The danger to healthcare: Businesses might be jointly liable for unfair labor allegations from workers who they don’t even employ. Under the new Board rules, companies can be forced to collectively bargain with a union that doesn’t represent its own workers in certain circumstances. Healthcare providers stand to be disproportionately impacted due to the heavy use of contract workers and temp workers (especially in short-staffed times), along with outside companies like dining services.
Seniors are most at risk in this industry: Senate Republicans have expressed concern that the Final Rule will cause the most harm to senior living facilities, which frequently rely upon staffing agencies and outside specialists to offer 24/7 residential care to patients. Some facilities even operate as franchises under umbrella corporations, which could be required to bargain with a union that organizes a single location.
What can be done to limit joint employment findings? Unfortunately, long-term care facilities might need to alter their operations and working conditions substantially. They must also carefully evaluate all existing contracts with outside services to determine potential liability. Facilities might even cut ties with outside agencies and limit services, which would lead to a decline in the overall quality of care.
An alternative strategy: Facilities might choose to cede all control and oversight over groups of workers regarding specific functions -– including hiring, firing, scheduling, payroll processing -– to an outside vendor to avoid a finding of joint liability. This isn’t ideal, yet it might prevent undue risks.

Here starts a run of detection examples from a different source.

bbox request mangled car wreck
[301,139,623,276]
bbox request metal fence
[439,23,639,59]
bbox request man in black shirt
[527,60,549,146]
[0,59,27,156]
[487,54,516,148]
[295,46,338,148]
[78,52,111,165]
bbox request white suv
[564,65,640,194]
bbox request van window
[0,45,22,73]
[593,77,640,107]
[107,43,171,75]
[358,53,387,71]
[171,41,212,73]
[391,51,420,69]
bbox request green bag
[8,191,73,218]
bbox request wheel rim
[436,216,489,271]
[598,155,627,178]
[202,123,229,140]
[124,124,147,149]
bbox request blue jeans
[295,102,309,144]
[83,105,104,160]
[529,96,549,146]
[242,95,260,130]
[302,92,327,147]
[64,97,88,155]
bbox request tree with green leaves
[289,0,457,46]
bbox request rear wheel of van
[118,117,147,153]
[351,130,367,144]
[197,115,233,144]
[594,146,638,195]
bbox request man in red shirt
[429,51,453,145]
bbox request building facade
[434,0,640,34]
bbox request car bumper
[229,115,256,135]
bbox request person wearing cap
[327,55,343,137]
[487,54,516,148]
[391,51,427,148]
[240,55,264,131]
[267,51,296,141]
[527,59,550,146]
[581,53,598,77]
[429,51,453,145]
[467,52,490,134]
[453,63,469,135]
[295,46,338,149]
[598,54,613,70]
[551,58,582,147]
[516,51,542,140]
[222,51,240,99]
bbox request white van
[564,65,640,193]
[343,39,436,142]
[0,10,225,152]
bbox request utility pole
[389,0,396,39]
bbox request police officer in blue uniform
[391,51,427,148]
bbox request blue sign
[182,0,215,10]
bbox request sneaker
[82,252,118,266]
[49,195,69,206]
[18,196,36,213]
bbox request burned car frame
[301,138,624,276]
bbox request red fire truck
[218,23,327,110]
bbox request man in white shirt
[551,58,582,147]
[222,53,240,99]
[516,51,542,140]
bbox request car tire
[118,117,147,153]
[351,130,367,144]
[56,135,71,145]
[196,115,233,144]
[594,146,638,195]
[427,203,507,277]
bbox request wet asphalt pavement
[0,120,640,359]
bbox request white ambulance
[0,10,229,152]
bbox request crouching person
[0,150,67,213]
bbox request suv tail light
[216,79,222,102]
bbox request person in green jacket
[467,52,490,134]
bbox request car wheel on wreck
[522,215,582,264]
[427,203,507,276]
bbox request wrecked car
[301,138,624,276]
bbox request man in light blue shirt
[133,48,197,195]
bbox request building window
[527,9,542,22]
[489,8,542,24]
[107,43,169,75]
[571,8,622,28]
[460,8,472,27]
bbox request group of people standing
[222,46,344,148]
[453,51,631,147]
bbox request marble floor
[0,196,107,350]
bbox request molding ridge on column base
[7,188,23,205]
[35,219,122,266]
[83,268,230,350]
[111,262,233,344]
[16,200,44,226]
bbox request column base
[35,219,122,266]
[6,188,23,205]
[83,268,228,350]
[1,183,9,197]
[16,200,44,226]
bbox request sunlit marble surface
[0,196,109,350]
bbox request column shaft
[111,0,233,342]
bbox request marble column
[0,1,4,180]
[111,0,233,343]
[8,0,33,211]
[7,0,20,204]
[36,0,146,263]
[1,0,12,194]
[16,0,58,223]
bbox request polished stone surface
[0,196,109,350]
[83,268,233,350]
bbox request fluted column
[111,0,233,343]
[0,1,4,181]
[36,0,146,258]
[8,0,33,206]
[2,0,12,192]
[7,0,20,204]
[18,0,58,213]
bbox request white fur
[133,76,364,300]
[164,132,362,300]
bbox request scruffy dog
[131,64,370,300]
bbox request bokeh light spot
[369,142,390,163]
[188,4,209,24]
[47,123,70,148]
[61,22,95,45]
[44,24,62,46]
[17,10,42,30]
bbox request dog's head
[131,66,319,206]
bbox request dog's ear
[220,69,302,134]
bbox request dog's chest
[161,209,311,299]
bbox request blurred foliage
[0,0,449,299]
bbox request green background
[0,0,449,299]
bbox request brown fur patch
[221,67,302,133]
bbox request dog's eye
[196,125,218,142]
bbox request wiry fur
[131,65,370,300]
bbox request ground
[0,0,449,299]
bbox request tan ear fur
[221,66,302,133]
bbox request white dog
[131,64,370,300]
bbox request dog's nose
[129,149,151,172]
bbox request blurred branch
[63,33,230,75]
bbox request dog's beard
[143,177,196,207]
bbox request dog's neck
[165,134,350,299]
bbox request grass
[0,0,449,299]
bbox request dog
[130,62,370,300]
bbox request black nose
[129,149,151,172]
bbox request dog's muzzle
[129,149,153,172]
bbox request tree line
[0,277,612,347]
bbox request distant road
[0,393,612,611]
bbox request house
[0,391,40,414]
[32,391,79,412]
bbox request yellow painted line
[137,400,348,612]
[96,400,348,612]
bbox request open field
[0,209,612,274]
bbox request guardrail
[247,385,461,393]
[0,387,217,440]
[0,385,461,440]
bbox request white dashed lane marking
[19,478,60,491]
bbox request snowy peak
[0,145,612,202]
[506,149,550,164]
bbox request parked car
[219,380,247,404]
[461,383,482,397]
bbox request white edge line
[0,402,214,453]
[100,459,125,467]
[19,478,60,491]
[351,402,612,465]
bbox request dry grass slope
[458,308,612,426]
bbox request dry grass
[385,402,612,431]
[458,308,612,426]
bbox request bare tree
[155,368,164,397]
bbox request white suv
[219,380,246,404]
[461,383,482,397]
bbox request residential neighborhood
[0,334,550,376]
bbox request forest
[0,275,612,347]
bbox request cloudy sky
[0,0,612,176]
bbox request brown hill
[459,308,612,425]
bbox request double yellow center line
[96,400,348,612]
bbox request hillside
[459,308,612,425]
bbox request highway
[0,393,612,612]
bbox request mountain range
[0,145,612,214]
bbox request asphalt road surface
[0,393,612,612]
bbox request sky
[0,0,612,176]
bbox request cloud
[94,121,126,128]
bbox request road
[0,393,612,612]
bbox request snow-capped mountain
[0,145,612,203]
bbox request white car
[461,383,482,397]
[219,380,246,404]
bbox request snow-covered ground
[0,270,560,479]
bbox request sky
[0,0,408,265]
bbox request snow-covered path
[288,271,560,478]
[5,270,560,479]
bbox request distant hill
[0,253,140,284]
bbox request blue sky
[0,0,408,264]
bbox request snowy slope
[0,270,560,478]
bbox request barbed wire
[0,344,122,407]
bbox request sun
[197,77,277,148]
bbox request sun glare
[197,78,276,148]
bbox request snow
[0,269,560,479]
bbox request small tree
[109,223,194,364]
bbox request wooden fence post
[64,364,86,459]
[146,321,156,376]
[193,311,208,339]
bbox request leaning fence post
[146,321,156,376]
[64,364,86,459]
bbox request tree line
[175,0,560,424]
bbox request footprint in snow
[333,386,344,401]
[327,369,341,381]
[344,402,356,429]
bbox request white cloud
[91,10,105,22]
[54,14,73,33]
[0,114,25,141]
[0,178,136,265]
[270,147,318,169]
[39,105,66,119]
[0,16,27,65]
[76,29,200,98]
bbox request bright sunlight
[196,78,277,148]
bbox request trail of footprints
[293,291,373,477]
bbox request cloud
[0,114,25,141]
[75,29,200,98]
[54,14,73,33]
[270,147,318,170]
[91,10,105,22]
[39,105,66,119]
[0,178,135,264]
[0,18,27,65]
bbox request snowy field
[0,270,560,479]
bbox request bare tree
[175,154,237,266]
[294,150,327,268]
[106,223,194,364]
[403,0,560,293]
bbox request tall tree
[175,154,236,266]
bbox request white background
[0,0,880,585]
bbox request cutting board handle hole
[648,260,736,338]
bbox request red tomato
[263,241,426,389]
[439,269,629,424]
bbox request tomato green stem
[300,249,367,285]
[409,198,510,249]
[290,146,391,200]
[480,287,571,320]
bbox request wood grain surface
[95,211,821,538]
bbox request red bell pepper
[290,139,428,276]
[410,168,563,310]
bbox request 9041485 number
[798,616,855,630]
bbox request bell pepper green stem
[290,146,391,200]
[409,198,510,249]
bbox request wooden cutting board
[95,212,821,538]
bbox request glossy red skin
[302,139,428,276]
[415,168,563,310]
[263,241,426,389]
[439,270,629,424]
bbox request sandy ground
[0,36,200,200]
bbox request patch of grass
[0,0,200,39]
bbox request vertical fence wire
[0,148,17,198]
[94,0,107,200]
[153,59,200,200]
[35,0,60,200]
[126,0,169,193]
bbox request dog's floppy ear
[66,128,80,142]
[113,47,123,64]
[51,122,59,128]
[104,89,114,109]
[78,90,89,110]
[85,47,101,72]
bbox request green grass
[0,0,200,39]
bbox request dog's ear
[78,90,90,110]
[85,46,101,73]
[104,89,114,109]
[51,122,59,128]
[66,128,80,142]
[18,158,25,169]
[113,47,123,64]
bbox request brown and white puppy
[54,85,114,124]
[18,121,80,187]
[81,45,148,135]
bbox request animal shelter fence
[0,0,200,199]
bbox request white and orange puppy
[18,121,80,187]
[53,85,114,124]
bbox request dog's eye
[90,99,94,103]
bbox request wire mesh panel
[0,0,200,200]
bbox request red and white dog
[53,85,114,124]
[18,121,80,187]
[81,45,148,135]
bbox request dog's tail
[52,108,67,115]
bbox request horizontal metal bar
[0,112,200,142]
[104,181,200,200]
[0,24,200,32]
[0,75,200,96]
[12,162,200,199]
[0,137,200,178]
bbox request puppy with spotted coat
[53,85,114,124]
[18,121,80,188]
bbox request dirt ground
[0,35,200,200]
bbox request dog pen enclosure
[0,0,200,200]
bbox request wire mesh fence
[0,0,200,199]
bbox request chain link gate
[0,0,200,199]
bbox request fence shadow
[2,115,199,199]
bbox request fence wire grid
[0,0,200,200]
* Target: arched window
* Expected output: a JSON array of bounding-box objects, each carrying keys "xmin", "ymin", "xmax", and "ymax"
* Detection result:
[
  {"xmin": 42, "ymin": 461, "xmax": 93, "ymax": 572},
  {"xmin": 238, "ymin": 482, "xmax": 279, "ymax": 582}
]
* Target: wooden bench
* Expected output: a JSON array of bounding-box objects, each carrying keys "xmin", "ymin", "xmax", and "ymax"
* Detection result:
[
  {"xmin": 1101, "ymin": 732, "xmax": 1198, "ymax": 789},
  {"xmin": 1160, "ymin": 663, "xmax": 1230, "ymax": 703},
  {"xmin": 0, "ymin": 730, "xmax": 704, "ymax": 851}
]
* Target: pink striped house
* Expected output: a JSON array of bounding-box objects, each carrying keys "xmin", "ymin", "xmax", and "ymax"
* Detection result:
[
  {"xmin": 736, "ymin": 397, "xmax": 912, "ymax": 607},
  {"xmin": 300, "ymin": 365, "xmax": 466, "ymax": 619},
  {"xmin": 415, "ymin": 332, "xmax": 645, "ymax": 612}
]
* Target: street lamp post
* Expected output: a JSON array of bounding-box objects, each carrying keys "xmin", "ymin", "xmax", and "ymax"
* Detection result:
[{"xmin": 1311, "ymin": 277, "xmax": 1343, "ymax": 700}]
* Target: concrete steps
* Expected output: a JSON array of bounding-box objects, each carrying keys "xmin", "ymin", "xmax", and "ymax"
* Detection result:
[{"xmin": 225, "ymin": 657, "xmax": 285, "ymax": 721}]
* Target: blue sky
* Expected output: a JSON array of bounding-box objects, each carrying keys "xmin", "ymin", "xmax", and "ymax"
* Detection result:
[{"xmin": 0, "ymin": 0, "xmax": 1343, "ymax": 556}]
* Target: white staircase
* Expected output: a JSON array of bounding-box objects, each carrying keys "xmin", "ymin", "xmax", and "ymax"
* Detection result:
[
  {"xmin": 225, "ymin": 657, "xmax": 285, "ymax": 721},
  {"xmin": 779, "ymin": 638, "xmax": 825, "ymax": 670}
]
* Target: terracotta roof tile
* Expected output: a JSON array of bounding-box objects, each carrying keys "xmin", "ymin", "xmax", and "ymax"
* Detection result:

A complicated affair: Each employer must carefully consider their own circumstances to decide the level of risk they are comfortable with during cases of joint employment. Healthcare providers will also need to achieve a meeting of the minds of outside agencies and contractors to decrease potential liability for all parties.
An inevitable outcome: Sadly, this Final Rule will lead to some healthcare providers offsetting increased liability costs by cutting jobs in an already short-staffed field. It doesn’t take any imagination to realize that this could quickly impact patient and worker safety in a negative way.
Also, a joint employer finding adds the risk of being impacted by an outside union’s whims to strike. Here are only the latest notable healthcare walkout updates:
- A 7-day strike began at four Los Angeles-based Prime Healthcare hospitals.
- A 3-day strike will soon begin for nurses at Cedars-Sinai Marina del Rey Hospital.
- A 2-day strike has been planned for nurses at Saint Louis University Hospital.
The new reality: Risk management could soon feel like your second language as employers size up their workplaces to tackle the latest curveball from Biden’s NLRB.